Configuration and Control
Hardware Configuration
Make sure the RFSoC platform board is running the proper Linux image as explained in the Getting Started tutorial and that clocks are running (e.g., ZCU216 requires clocking module board be installed). You will also need test signals at the inputs of the RFSoC.
The tutorial .slx
model files for different platforms are found here. Extending the files to a different platform not yet provided is possible following this tutorial. Open one of the example model files and run the jasper
command in the matlab command prompt to build the .fpg
and .dtbo
files (found in model projects outputs/
folder). After this completes, we can now run and configure casperfpga
to communicate with the hardware design to readout and plot output spectra!
Python
We assume here working with the RFSoC 4x2
and provided rfsoc4x2_tut_spec.py
script for reading output. But, these instructions and files can be extended to other platforms.
There are two prebuilt model files: one using the RFDC
configured to output real time samples and the other enabling the digital down converter to output complex time samples. For the real spectrometer design the RFDC is set to sample at 3932.16 MHz with a decimation rate of 2x
. The spectrometer uses the fft_wideband_real
set to a transform size of 4096. The number of output bins is only the positive frequency with a a size of 2048. This is an effective bandwidth from 0 to 983.04 MHz. The complex spectrometer design is also set to sample at 3932.16 MHz with a decimation rate of 2x
. However, in this design the fine mixer is used with the NCO set to -983.04 MHz
. The FFT is set to transform to a size of 2048. With sufficient anti-alias filtering the effective bandwidth of this design is from 0 to 1966.08 MHz.
It may be helpful to first run the python script in the two operating modes before going through the script. This can help identify what the script does by knowing before what is being presented.
To get help information from the script you can run:
python rfsoc4x2_tut_spec.py -h
The general syntax to run the script is as follows. Either an IP address or hostname can be given to connect to the board. The string real
or cx
must be provided. This is to setup how to read out and display the spectra. The -b
option is used to program the board with a specified .fpg
file. If no file is provided the prebuilt .fpg
files are used. The -a
option is used to specify which adc input to plot. The value can be 0, 1, 2
, or 3
. The default is 0
. The -l
option is used to specify the accumulation length. The -s
option can be used if you know the design has already been previously programmed and is running. If not, it will be expected to a problem.
Run in real mode using the prebuilt model. I am assuming here a hostname of rfsoc4x2
for the board:
python rfsoc4x2_tut_spec.py rfsoc4x2 real
Assuming all goes well and with a plot window should appear updating the spectrum periodically, with the spectrum accumulation count displayed in the title. An example is shown in the following figure. Here a tone at 800 MHz is present on the input of the RFSoC and appears as expected 800 MHz.

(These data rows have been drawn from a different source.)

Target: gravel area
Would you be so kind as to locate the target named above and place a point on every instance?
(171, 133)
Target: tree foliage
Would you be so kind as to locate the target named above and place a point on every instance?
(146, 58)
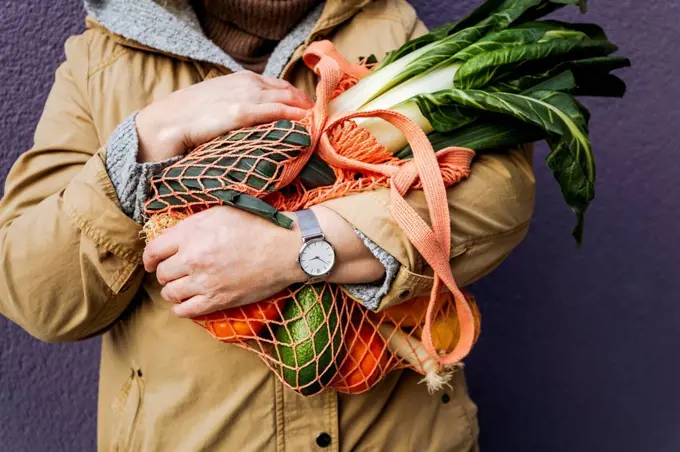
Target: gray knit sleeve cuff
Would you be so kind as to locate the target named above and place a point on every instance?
(130, 179)
(370, 294)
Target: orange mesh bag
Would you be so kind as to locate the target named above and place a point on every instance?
(315, 336)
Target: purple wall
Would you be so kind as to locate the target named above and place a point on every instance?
(579, 350)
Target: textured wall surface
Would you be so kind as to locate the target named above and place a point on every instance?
(579, 351)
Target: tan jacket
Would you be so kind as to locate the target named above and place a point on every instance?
(71, 267)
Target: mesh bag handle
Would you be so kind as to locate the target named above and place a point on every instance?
(434, 244)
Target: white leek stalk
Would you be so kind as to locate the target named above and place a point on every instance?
(396, 99)
(373, 85)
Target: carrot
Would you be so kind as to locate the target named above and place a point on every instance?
(412, 350)
(446, 329)
(242, 322)
(409, 313)
(364, 362)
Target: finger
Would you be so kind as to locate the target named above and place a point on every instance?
(181, 289)
(276, 82)
(194, 306)
(268, 112)
(290, 97)
(160, 249)
(171, 269)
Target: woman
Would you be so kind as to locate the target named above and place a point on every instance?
(147, 81)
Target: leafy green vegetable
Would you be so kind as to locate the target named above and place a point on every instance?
(557, 115)
(485, 68)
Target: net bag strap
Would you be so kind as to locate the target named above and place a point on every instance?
(426, 167)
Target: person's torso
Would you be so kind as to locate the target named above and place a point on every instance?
(166, 384)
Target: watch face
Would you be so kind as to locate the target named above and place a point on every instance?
(317, 258)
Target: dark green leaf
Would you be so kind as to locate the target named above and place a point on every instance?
(484, 69)
(571, 157)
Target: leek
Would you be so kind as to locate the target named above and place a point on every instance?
(498, 78)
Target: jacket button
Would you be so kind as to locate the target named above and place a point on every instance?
(323, 440)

Now run the complex mode design:
python rfsoc4x2_tut_spec.py rfsoc4x2 cx
Similar to the real mode, a plot should shortly appear. As an example, the same 800 MHz tone is present as shown.

As an example of something more interesting, the following output is from the complex version of the design with wideband noise filtered to a passband from about 1280-1780 MHz and a tone present in that passband at 1520 MHz.

Conclusion
If you have followed this tutorial faithfully, you should now know:
What a spectrometer is and what the important parameters for astronomy are.
Which CASPER blocks you might want to use to make a spectrometer, and how to connect them up in Simulink.
How to connect to and control a the RFSoC spectrometer using python scripting.